Entre aqueles que utilizam ferramentas de inteligência artificial diariamente, esse índice chega a 77%. Os principais benefícios apontados foram o aumento da eficiência, a redução de tarefas repetitivas e a melhoria na gestão de tempo.
De acordo com Sarita Vollnhofer, Chief Human Resources Officer (CHRO) da Alice, a transformação vai além da produtividade. “A inteligência artificial não é só uma questão de eficiência, mas redefine o papel das pessoas no trabalho. Ao assumir tarefas operacionais, a tecnologia permite que profissionais atuem de forma mais estratégica, criativa e conectada com o propósito da organização”, afirma.

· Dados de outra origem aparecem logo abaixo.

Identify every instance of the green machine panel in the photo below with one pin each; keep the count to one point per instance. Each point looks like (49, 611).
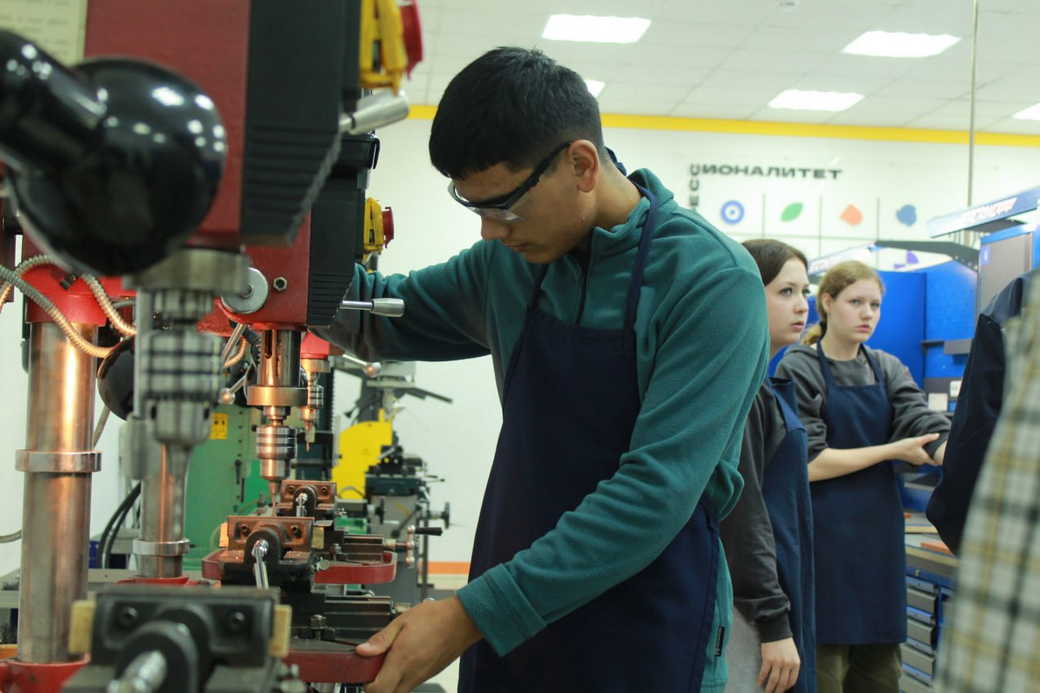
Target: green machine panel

Além dos ganhos em produtividade, o estudo aponta uma possível relação entre o uso da IA e melhorias na saúde física e hábitos dos profissionais. Entre os usuários da tecnologia, a prática regular de exercícios físicos é 14% maior, a alimentação saudável aumenta 14,5%, o cuidado com o sono sobe quase 40% e a realização de exames de rotina é cerca de 23% mais frequente, comparado a quem não utiliza as ferramentas.
“A IA bem aplicada pode ser uma alavanca de bem-estar. Nossa hipótese é que, ao reduzir o cansaço mental e dar mais previsibilidade à rotina, ela cria espaço para decisões mais conscientes sobre saúde e autocuidado. Quando o tempo deixa de ser escasso, as pessoas podem priorizar o que realmente importa e isso se traduz em escolhas mais saudáveis no dia a dia”, afirma a CHRO.
No entanto, o estudo também revela desafios importantes para ampliar o uso da IA nas empresas. Entre os profissionais que ainda não utilizam as ferramentas, 82% relatam que suas organizações não oferecem treinamentos adequados, enquanto 63,8% dizem ter dificuldade em entender como aplicar a IA no dia a dia. “O maior desafio hoje não é ter acesso à tecnologia, mas sim desenvolver as habilidades para usá-la de forma crítica e ética”, complementa Sarita.
Na Alice, a inteligência artificial já faz parte do dia a dia do RH, com aplicação em processos como onboarding, gestão de performance e people analytics. Além disso, a empresa criou iniciativas como o “AI Day”, um espaço de experimentação em que diferentes áreas se reúnem para resolver problemas reais com o uso de IA.